Et depuis? Eh bien ce mouvement a pris de l’ampleur, les pionniers américains produisant aujourd’hui plus que les plus grandes brasseries suisses..! Outre-Atlantique toujours, cette notion de « craft » a été définie comme la combinaison de « petit » et de « indépendant ». Ces deux notions étant très relatives puisque le « petit » correspond là-bas à 9 millions de litres produit par ans, soit 2,5% de la production annuelle en Suisse, et que l’indépendance signifie que moins de 25% de la brasserie appartient à une entreprise active dans les boissons alcoolisées.
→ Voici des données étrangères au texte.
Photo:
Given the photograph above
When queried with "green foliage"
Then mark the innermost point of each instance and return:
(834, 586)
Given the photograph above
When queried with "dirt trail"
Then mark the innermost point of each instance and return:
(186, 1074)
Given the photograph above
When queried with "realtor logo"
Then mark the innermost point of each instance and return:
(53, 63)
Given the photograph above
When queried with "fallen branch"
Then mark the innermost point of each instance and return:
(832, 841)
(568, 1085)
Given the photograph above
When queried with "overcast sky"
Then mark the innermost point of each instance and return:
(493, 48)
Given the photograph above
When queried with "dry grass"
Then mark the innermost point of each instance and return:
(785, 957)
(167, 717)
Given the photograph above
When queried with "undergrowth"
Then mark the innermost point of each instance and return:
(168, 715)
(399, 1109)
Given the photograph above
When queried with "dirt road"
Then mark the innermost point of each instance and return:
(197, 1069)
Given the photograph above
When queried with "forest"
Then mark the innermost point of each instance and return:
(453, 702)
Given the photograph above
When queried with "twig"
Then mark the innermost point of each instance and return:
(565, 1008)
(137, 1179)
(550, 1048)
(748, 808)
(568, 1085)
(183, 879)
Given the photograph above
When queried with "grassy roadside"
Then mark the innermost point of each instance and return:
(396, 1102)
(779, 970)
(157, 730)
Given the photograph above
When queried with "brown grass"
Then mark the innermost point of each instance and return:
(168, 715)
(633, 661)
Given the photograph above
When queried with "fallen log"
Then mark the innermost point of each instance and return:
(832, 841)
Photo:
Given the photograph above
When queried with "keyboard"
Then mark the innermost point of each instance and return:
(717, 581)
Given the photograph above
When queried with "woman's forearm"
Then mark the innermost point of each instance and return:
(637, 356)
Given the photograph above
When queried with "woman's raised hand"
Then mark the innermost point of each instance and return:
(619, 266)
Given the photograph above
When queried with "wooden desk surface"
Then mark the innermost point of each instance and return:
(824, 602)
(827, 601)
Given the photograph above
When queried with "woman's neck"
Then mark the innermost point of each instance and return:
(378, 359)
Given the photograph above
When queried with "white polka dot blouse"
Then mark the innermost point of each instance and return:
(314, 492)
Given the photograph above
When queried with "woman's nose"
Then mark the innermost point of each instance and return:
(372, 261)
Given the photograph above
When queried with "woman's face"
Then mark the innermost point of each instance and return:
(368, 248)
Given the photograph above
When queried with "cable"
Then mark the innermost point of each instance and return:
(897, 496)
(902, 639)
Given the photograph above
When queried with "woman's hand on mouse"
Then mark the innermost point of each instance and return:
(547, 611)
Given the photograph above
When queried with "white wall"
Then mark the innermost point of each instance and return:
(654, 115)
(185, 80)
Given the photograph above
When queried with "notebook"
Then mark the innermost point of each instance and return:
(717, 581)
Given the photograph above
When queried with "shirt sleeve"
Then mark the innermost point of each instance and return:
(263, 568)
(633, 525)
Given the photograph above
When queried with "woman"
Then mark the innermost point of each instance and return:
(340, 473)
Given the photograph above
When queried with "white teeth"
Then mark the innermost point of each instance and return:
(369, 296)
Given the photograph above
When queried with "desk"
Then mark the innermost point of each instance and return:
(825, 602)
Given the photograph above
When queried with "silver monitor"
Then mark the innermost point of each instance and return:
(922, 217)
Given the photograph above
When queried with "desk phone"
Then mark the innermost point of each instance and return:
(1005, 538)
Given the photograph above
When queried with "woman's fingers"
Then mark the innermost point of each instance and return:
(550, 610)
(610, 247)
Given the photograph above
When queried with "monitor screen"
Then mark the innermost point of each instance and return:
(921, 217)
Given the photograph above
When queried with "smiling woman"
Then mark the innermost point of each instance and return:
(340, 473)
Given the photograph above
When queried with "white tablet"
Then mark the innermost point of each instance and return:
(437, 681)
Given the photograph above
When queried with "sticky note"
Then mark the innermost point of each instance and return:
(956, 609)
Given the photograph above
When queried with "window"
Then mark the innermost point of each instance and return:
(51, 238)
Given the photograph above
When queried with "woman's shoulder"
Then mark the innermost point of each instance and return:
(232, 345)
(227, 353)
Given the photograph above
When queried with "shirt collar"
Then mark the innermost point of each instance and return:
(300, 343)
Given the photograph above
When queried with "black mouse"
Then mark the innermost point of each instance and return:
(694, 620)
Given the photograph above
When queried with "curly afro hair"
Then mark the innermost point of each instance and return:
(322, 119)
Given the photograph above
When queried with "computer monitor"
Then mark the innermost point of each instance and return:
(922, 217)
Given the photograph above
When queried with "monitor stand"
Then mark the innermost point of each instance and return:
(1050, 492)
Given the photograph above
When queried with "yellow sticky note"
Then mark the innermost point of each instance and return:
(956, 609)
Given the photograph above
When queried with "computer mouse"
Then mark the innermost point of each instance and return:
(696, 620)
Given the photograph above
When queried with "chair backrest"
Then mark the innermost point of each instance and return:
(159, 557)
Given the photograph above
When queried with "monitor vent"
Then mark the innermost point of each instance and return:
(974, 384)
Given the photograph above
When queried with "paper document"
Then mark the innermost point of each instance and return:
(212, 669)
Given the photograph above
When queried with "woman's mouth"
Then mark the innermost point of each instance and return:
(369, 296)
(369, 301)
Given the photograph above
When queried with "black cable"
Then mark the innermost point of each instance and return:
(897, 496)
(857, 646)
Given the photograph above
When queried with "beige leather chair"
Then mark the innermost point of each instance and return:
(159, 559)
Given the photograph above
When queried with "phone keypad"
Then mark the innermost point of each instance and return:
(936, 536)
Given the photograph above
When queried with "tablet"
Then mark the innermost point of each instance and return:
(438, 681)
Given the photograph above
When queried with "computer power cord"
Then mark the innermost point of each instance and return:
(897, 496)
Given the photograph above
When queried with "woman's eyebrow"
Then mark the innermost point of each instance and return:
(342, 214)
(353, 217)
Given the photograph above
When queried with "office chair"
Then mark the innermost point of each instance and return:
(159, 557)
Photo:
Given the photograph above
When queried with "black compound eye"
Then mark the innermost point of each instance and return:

Ce deuxième point à son importance, car depuis la décennie 2010, un nouveau mouvement se manifeste: le rachat de brasseries artisanales par des grands groupes brassicoles, qui perdent de facto leur statut de « craft » ou du moins pas mal de facettes sympathiques de l’idée qu’on peut faire d’une brasserie artisanale.
 
Qu’en est-il sur le vieux continent, et sur le plancher des vaches helvétiques plus particulièrement? Aucune régulation n’est en place en Suisse, ce qui laisse la place à toute interprétation. Pour notre part, nous estimons que la notion de « artisanat » est parfois galvaudée, que ce soit par des grosses brasseries aux méthodes clairement industrielles ou par des petites qui justifient ainsi un produit qui n’est pas à la hauteur des exigences du consommateur. Nous préférons ainsi souligner la notion d’indépendance, qui est devenue aujourd’hui le véritable élément de différenciation avec le monde industriel, dans lequel les grands groupes se rachètent entre-eux et se partagent la majorité du marché. En Suisse, c’est ainsi plus de 3/4 du marché de la bière qui est contrôlé par des multinationales.
Et chez Dr.Gab’s alors? Nous estimons que l’indépendance vis-à-vis de ces grands groupes est primordiale car elle nous permet d’être maîtres de notre destin. Ainsi, nous pouvons être à l’écoute de nos consommateurs, faire preuve de créativité dans nos bières et de réactivité dans nos projets. Cela garantit aussi un réinvestissement dans l’économie locale, que ce soit directement avec des fournisseurs ou indirectement avec des emplois créés dans la région. Alors que les consommateurs cherchent de plus en plus des produits qui font du sens, nous espérons faire partie des acteurs de ce changement et devenons un poil à gratter pour les multinationales de la bière. Ce changement n’est bien sûr possible qu’avec toute la communauté passionnée qui nous entoure, de ceux qui produisent de bonnes bières jusqu’à ceux qui en dégustent.